Кей нагнулась и поцеловала его. А он надел кольцо ей на палец.
Брайан Кибби, надвинув на уши любимую бейсболку, прогуливался по улице Принцев в компании своего друга Иэна Бьюкена. Налетевший шквал сорвал с его головы дурацкий убор и утащил в парк, через живую изгородь.
– Моя бейсболка!
Кибби подпрыгнул и бросился в погоню: через ворота, вниз по мощенному булыжником склону. Беглая бейсболка сперва не показывалась на глаза, затем обнаружилась под одной из лавочек у подножия холма, прямо под ногами одиноко сидящей девушки в белом плаще. Брайан Кибби тихонько приблизился сзади, нагнулся, протянул руку… О боже! Сквозь ажурную спинку прямо ему в лицо таращился стоящий на коленях Дэнни Скиннер.
Практически столкнувшись носами, мужчины замерли. Повисла мучительная пауза. Наконец Кибби разлепил губы.
– П-привет, Дэнни, – произнес он тихо. – У меня вот… шапочка улетела.
Кей в изумлении повернулась. Кибби изо всех сил старался не думать о том, что Скиннер стоит на коленях перед пугающе красивой девушкой. Девушка была одета в белый кожаный плащ с меховой оторочкой, пушистую шапочку и меховые наушники. Ее курносый носик покраснел от холода, а огромные глаза широко распахнулись, словно в противовес зловеще сузившимся щелям Дэнни Скиннера, который продолжал с жалким упрямством делать вид, будто не замечает проклятого Кибби. Немая сцена окончилась лишь после того, как Кей толкнула любимого костяшками пальцев и указала на коллегу, который успел уже встать и ожесточенно мял в кулаке злополучную бейсболку.
– Здравствуй, Брайан, – произнес Скиннер деревянным голосом.

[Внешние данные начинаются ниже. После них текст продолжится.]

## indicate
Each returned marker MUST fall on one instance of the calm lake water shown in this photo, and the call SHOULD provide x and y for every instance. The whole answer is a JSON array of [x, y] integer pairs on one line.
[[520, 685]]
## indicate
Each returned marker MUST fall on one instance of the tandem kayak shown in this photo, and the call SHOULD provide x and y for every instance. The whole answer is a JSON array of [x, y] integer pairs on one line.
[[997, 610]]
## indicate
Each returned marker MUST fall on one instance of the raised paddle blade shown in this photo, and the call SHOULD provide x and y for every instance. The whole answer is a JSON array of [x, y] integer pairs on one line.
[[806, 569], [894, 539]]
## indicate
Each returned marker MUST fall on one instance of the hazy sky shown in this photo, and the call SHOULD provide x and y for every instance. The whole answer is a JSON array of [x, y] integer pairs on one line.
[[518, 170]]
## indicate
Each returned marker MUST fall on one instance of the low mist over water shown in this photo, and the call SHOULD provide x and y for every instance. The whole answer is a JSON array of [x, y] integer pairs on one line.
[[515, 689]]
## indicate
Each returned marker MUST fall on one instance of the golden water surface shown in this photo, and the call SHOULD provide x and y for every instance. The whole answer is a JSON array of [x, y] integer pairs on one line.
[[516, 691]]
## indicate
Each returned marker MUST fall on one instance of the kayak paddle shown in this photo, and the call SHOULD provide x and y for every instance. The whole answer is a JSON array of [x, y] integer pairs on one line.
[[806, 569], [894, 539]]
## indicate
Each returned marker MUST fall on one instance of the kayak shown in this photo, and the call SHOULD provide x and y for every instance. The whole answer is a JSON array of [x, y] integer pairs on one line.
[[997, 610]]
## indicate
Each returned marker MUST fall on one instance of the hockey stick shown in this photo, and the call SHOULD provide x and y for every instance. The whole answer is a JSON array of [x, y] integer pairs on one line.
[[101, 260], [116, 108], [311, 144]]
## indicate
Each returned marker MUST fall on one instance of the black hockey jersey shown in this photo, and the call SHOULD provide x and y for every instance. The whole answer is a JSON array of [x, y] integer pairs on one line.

Кей встала. Ее жених тоже вынужден был подняться. Сложив ладошки домиком, Кей склонила голову и посмотрела на Скиннера с требовательной улыбкой, а затем повернулась к Кибби, который помимо воли любовался головокружительным блеском ее зубов и гордым полетом черных волос, выбившихся из-под шапочки.
Чувствуя, как слова застревают в горле, Скиннер с грехом пополам процедил:
– Познакомься, это Брайан. Работает со мной в управе… – И совсем уж невнятно добавил: – А это Кей.
Кей одарила Кибби такой умопомрачительной улыбкой, что тот едва не рухнул в обморок.